If someone you know would benefit in participating in the program call (352) 273-5320.

PFF Student

Project Participants and Structure

Putting Families First program includes small group discussions and home visits with volunteers. The program includes students and faculty from the colleges of dental, public health and health professions, nutrition program at the institute for food and agricultural services, medicine, nursing, veterinary medicine and pharmacy students. Students will work in interprofessional teams of four making home visits with volunteer families residing in the community.

Small Group Discussions . Discussion groups include approximately 12-16 students from the eight colleges and two to three group faculty leaders. Discussion groups will meet three times in the first semester and three times in the second semester. Discussions involve content to orient students to multidisciplinary points of view on healthcare, family life-span topics, communication and interviewing skills, and simple physical assessment skills. Home visits will be debriefed during small discussion group meetings.

Doing Home Visits . The primary feature of this project is the opportunity for students to visit community families who volunteered for this project.
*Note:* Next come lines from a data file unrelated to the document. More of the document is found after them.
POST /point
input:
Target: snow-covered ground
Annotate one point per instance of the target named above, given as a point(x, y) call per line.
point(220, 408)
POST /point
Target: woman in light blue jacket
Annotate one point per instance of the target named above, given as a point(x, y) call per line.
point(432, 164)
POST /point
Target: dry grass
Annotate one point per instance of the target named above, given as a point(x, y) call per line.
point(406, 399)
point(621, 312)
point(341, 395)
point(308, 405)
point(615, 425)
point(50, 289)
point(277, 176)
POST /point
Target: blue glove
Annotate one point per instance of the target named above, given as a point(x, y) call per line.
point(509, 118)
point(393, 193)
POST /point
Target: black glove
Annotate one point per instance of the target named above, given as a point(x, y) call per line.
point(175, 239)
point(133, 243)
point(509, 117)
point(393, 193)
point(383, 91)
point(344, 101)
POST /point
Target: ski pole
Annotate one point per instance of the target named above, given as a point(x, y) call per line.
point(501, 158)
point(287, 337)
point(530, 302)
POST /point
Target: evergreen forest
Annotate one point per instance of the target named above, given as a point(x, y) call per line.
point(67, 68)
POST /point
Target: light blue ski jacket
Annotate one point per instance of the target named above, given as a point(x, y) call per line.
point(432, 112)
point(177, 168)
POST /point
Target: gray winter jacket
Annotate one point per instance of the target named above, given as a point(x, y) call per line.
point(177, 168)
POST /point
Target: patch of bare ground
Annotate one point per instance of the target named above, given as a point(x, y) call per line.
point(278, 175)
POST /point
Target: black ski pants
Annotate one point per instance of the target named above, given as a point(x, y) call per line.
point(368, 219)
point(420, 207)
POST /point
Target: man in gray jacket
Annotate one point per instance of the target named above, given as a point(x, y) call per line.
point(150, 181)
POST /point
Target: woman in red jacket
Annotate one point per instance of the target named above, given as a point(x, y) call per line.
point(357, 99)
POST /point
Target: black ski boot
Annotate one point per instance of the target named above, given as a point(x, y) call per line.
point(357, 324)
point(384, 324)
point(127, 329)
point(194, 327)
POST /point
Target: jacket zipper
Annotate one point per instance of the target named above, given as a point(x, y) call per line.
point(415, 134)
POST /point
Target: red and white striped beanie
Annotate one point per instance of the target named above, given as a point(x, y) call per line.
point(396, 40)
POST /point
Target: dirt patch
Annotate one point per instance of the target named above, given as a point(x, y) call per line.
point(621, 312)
The families provide a real-life exposure to aspects of health status, including the assessment of resources available to the family from the community.  The service-learning aspect of the course involves determining ways for families to either maintain or improve their health status and providing this for the family.  This may include health education, helping obtain access to care, developing a simple exercise program or diet, or describing what some families do to maintain their health.


Project Goals

  • To explain how cultural, social, economic and political determinants affect individual, animal and population health
  • Use the knowledge of one’s own role and those of other professions to address the healthcare needs of populations and patients served
  • To propose a patient-centered interprofessional health improvement plan based upon the patient’s perceived needs
  • To communicate with other health professionals in a respectful and responsible manner
  • To demonstrate interprofessional teamwork in a variety of roles (e.g., team member, team leader, and role model)
  • To advocate a patient-centered approach in healthcare
  • To recognize the importance of interprofessional collaboration in healthcare.

Project Objectives

  • Communicate and collaborate professionally and therapeutically with community volunteer families and with students from different health care professions.
  • Develop skills in eliciting perceptions of health from community volunteer family members.
  • Demonstrate ability to collect a culturally sensitive and comprehensive health history including mood, medication and nutritional assessment.
  • Collect selected physical assessment data.
  • Evaluate health behavior and develop a wellness prescription and risk assessment for one of the family members in the volunteer family.
  • Develop a basic understanding of life-cycle development issues and apply concepts of family systems in the required interviewing, data collection and wellness prescriptions.
  • Develop a basic understanding of the features of the community in which the volunteer family resides as they relate to support structures, resources, and access to health care.
  • Present synthesized information related to the health of the volunteer in an integrated logic.
  • Initiate a wellness prescription for your identified family volunteer, or develop a paper discussing other aspects of health and health behavior in your family.